Lmd laser micro dissection 7000 microscope

Exogenous genes were incorporated into embryo genomes at the one-cell stage using the Tol2 transposon system^{43 (link)}. DNA constructs (final concentration 25 ng/μl) were mixed with Tol2 mRNA (final concentration 100 ng/μl), and about 200 picoliters mixed solutions were micro-injected into embryos at the one-cell stage, following protocols described earlier^{44 (link)}. Alternatively, about 200 picoliters Cre-ERT2 mRNA (final concentration 50 ng/μl) was injected into the Tg(ubi:loxP-Eos-stop-loxP-kRASG12V-T2A-mTFP) embryos at the one-cell stage. After injection, embryos were incubated in E3 medium at 28 °C. Healthy, normal embryos were selected at 24 hpf and 3 dpf for further observation and analysis. Fluorescent imaging was performed on a Nikon Eclipse Ti microscope equipped with a C-HGFI Intensilight Fiber illuminator, and confocal imaging was acquired on a Leica SP5-STED microscope. Embryos and adult zebrafish were anesthetized first in tricaine (Sigma-Aldrich), and aligned in a small liquid drop on a cover slide for imaging. The fluorescence intensity of individual images was quantified with ImageJ64 after background subtraction. In situ hybridization and H&E samples were imaged on a Leica LMD (Laser Micro Dissection) 7000 Microscope.

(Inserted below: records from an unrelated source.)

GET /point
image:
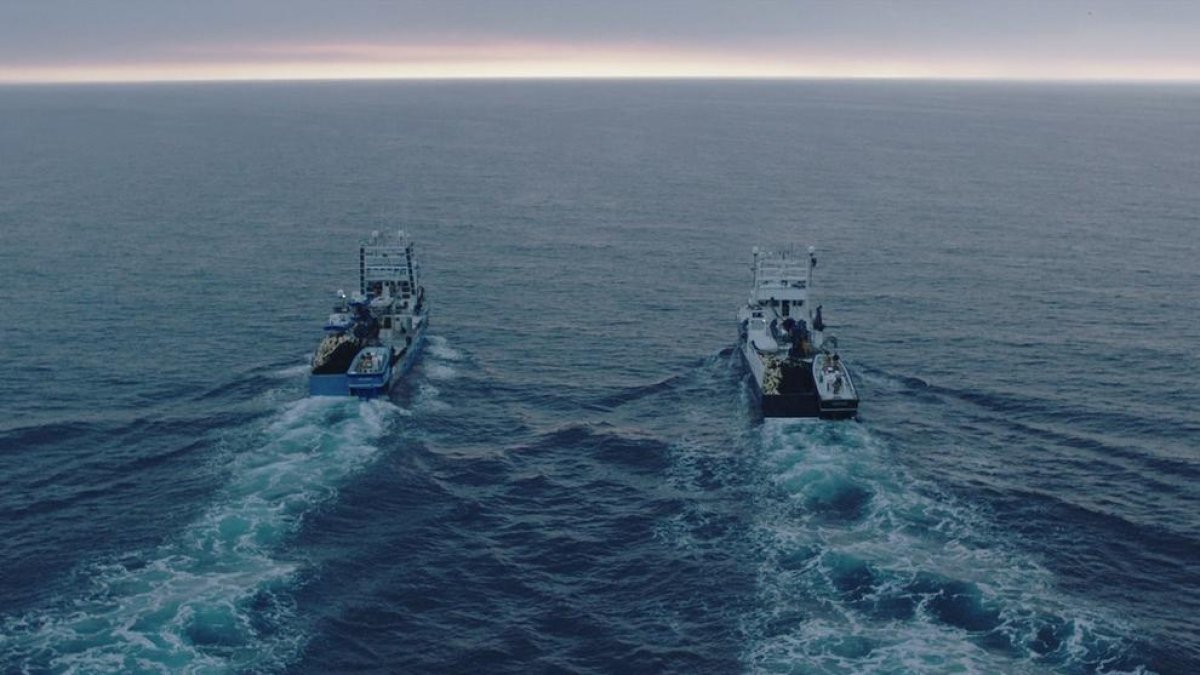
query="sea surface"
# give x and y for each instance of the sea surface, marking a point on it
(573, 478)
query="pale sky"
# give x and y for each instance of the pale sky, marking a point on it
(203, 40)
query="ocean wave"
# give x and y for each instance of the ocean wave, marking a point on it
(215, 596)
(864, 569)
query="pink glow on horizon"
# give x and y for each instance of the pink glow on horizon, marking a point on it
(559, 60)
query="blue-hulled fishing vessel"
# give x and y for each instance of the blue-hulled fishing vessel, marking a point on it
(795, 366)
(373, 338)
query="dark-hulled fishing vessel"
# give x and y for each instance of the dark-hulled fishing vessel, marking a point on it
(795, 368)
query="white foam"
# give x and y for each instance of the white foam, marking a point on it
(904, 532)
(441, 372)
(185, 608)
(439, 347)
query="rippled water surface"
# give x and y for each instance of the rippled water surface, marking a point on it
(571, 481)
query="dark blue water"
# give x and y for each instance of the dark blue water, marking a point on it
(571, 481)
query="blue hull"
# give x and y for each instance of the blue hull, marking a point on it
(366, 387)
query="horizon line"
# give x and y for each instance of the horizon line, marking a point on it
(327, 79)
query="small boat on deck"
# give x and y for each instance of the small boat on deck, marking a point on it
(795, 368)
(373, 338)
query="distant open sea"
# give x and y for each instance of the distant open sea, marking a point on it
(573, 479)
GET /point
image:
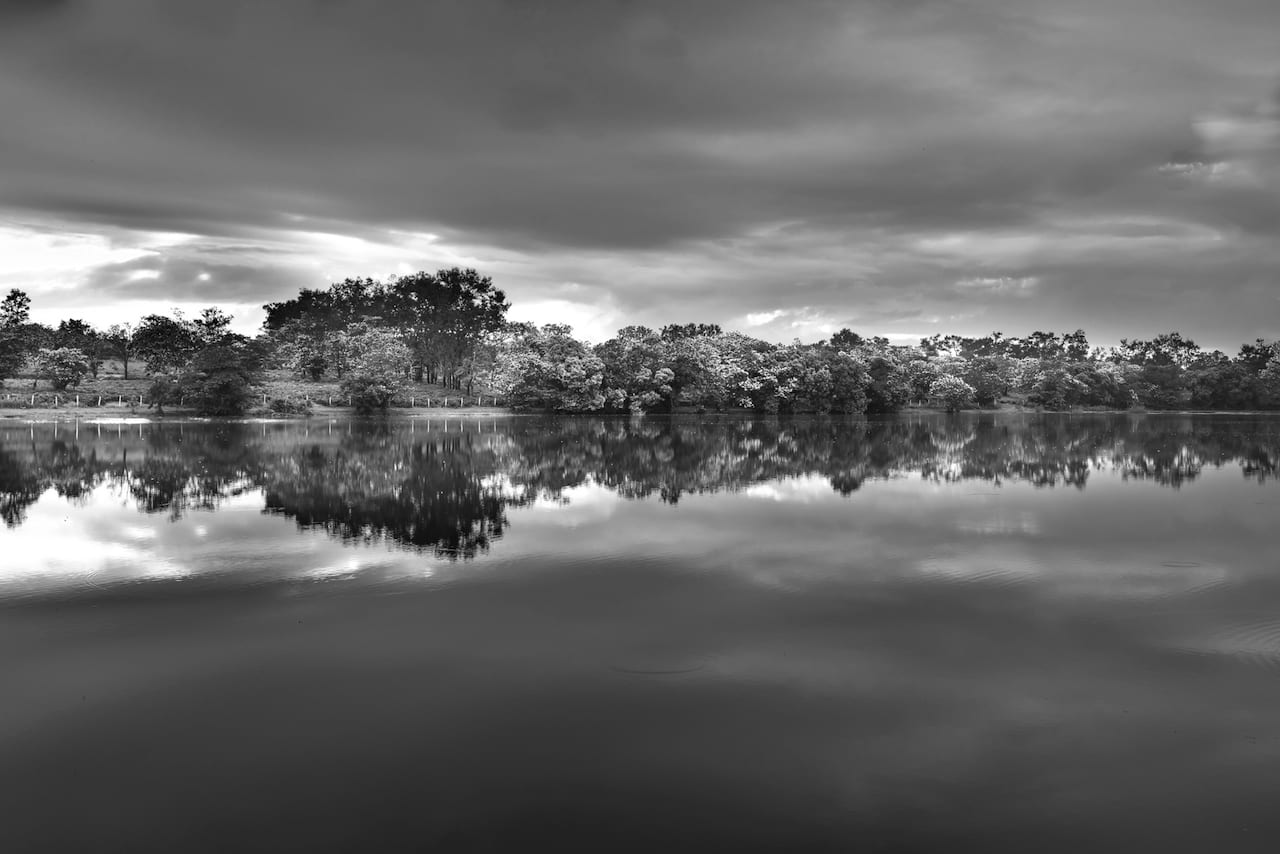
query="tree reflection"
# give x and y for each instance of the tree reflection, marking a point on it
(447, 492)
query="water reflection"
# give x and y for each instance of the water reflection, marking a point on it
(446, 487)
(986, 633)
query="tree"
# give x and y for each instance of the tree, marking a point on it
(218, 380)
(443, 315)
(549, 369)
(14, 313)
(378, 369)
(167, 343)
(846, 339)
(951, 393)
(119, 341)
(62, 366)
(16, 309)
(213, 327)
(80, 336)
(987, 379)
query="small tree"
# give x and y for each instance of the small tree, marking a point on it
(951, 393)
(378, 371)
(62, 366)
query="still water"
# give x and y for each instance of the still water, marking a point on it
(918, 634)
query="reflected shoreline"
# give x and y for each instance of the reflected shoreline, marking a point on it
(444, 484)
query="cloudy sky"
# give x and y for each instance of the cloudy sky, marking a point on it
(897, 167)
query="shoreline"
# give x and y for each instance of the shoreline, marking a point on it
(114, 414)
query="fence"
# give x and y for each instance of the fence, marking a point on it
(58, 400)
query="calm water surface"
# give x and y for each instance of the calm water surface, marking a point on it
(923, 634)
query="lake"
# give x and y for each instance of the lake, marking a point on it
(988, 631)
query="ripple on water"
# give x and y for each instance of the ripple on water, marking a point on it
(1253, 642)
(979, 571)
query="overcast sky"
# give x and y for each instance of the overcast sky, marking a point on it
(897, 167)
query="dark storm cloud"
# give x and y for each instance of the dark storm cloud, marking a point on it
(891, 163)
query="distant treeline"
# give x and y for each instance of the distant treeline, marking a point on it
(451, 328)
(449, 492)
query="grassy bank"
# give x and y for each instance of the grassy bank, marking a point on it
(114, 396)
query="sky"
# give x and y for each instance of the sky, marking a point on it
(786, 169)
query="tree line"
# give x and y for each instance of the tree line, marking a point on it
(451, 328)
(449, 492)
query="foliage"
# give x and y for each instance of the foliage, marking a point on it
(14, 311)
(165, 343)
(220, 379)
(951, 393)
(548, 369)
(379, 365)
(288, 405)
(62, 366)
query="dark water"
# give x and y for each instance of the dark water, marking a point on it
(927, 634)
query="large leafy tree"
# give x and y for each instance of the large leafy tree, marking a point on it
(62, 366)
(165, 343)
(378, 369)
(219, 379)
(443, 315)
(548, 369)
(77, 334)
(119, 343)
(14, 313)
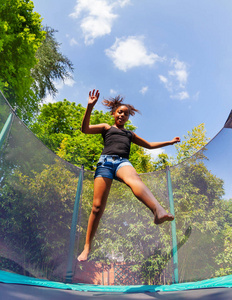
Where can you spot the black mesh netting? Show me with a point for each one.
(37, 196)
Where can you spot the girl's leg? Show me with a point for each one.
(101, 191)
(130, 177)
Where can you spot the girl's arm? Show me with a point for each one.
(153, 145)
(86, 127)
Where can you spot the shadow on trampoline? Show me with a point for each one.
(22, 292)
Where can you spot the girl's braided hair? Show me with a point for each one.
(114, 103)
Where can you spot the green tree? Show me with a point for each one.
(194, 141)
(20, 37)
(51, 65)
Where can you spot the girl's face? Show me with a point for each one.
(121, 116)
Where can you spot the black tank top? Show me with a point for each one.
(117, 142)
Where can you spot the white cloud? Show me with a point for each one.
(143, 90)
(176, 80)
(155, 152)
(130, 52)
(179, 72)
(96, 17)
(73, 42)
(113, 92)
(181, 95)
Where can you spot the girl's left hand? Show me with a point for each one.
(175, 140)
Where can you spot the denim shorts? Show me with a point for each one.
(108, 165)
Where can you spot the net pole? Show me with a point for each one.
(5, 129)
(69, 273)
(173, 228)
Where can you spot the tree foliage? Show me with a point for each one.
(51, 65)
(20, 37)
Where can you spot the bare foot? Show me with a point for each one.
(162, 216)
(84, 254)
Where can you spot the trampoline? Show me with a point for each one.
(44, 207)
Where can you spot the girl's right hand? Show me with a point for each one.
(93, 97)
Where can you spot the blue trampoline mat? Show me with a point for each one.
(219, 282)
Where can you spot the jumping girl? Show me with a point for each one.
(114, 164)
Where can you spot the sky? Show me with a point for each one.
(171, 59)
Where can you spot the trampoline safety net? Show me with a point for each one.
(45, 203)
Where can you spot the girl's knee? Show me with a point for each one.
(97, 208)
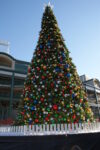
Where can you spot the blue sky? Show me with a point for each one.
(79, 21)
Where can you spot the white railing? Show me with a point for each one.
(52, 129)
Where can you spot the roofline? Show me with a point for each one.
(25, 62)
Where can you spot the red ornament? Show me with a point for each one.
(70, 91)
(47, 119)
(44, 67)
(55, 107)
(36, 120)
(52, 85)
(29, 70)
(43, 77)
(38, 68)
(48, 115)
(42, 99)
(80, 100)
(74, 116)
(22, 113)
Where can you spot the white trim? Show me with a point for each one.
(50, 129)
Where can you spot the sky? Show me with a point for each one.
(78, 20)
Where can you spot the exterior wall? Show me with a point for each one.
(12, 83)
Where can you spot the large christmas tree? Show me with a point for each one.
(52, 92)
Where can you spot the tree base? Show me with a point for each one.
(58, 142)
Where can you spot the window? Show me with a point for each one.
(5, 62)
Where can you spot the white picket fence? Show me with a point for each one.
(52, 129)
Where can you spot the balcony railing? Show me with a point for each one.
(50, 129)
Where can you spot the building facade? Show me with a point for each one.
(92, 88)
(12, 75)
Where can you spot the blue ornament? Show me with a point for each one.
(35, 101)
(48, 43)
(32, 108)
(68, 75)
(41, 46)
(63, 54)
(73, 95)
(25, 106)
(57, 69)
(30, 121)
(66, 66)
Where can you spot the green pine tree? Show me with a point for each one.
(52, 92)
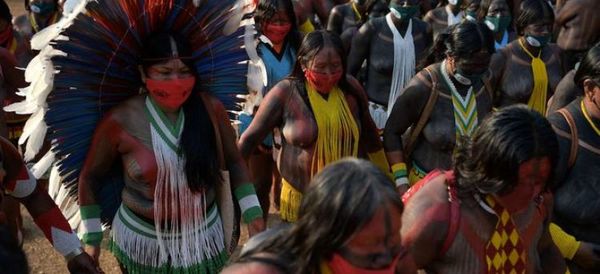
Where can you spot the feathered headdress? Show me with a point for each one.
(88, 63)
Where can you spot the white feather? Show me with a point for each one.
(42, 166)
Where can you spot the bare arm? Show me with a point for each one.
(360, 49)
(268, 116)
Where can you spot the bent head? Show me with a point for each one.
(167, 70)
(469, 47)
(511, 156)
(354, 215)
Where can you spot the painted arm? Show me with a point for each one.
(336, 20)
(425, 223)
(20, 184)
(268, 116)
(240, 180)
(360, 49)
(103, 152)
(406, 112)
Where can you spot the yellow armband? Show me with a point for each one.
(566, 243)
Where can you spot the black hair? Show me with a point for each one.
(310, 47)
(484, 6)
(488, 162)
(460, 41)
(12, 257)
(339, 202)
(589, 68)
(197, 143)
(268, 8)
(28, 8)
(532, 11)
(5, 12)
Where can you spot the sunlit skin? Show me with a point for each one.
(129, 138)
(435, 146)
(498, 8)
(374, 43)
(280, 18)
(512, 67)
(425, 223)
(285, 108)
(378, 242)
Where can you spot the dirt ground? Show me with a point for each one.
(42, 258)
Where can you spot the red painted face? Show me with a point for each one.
(533, 175)
(170, 84)
(375, 248)
(325, 70)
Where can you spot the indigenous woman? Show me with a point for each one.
(528, 70)
(441, 103)
(576, 204)
(322, 115)
(169, 142)
(491, 214)
(447, 15)
(16, 181)
(392, 46)
(278, 43)
(496, 15)
(349, 224)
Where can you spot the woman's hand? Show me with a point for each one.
(256, 227)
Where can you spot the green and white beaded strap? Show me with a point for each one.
(246, 196)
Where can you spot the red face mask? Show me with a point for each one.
(339, 265)
(322, 82)
(170, 94)
(276, 33)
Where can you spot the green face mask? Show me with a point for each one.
(498, 24)
(403, 12)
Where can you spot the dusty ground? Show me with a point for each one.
(42, 258)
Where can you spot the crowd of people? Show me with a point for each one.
(392, 136)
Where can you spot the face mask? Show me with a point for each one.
(402, 12)
(170, 94)
(471, 16)
(498, 24)
(339, 265)
(276, 33)
(42, 8)
(537, 41)
(322, 82)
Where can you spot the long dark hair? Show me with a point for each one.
(589, 68)
(5, 13)
(461, 41)
(340, 200)
(268, 8)
(533, 11)
(310, 47)
(489, 161)
(197, 143)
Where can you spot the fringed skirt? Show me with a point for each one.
(134, 243)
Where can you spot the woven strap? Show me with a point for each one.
(574, 136)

Ten days post fertilization embryos and adult zebrafish were first anesthetized with tricaine. Selected tissues bearing tumor or normal tissues from control were dissected. The embryos and dissected tissues were fixed in 4% paraformaldehyde overnight at 4 °C prior to rinsing in 70% ethanol. Fixation and decalcification of adult fish were performed as previously reported^{45 (link)}. Fish samples were then sent to UCLA Translational Pathology Core Laboratory (TPCL) for sectioning and H&E staining. Stained slides were imaged on a Leica LMD (Laser Micro Dissection) 7000 Microscope.